The Court of Appeals disagreed. Based on the structure and legislative history of the CPPA amendments, the court concluded that the D.C. Council did not intend to override the D.C. courts' longstanding practice of adhering to federal Article III standing requirements -- even though those principles do not directly bind the D.C. judiciary, an Article I creation. Instead, the court held that a plaintiff must suffer "actual or threatened injury" from the alleged unlawful practice to have standing to assert a CPPA claim.

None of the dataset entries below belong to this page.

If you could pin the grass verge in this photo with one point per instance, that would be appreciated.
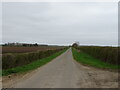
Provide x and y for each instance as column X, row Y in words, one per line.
column 89, row 60
column 32, row 65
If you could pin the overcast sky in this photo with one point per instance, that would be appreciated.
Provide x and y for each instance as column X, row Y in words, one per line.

Applying this test, the court made quick work of Breakman's claim. Noting that the plaintiff alleged no personal injury and brought his suit "solely in a 'representative capacity,'" the court concluded that he could not demonstrate "the requisite injury-in-fact for standing in our courts" and affirmed the trial court's dismissal for lack of subject matter jurisdiction.

Turning to Grayson's claim, the court held that the plaintiff had successfully asserted injury-in-fact by alleging specific "violation or invasion of his statutory legal rights created by the CPPA," including misrepresentation of a material fact and use of unconscionable terms of sale. The court found it "significant[]" that Grayson claimed to have personally "obtained and used prepaid calling cards in the District," and noted he alleged the requisite "'personal stake' (he personally obtained calling cards in consumer transactions in which the . . . information was not disclosed) to oblige the court to determine whether his legal theory about the applicability of the CPPA is correct"—that is, to reach the merits of his claim.

The court ultimately concluded, however, that Grayson failed to allege a violation of his statutory rights under the CPPA. The complaint did not identify "any material fact that defendants either stated or failed to disclose about the calling cards that he and others obtained in the District of Columbia," nor did it allege anything unconscionable about the defendants' terms of sale. On that basis, the court affirmed the trial court's dismissal of Grayson's suit for failure to state a claim.

Grayson restores stability to litigation under the D.C. CPPA. The District was at risk of becoming a magnet for "no injury" lawsuits filed by professional plaintiff's law firms and litigation advocacy groups. By adhering to traditional standing requirements, the D.C. Court of Appeals has ensured that only plaintiffs with a true stake in the outcome will be able to file suit.

It is likely that interested advocacy groups will seek to overrule Grayson legislatively. Gibson Dunn will monitor these legislative developments.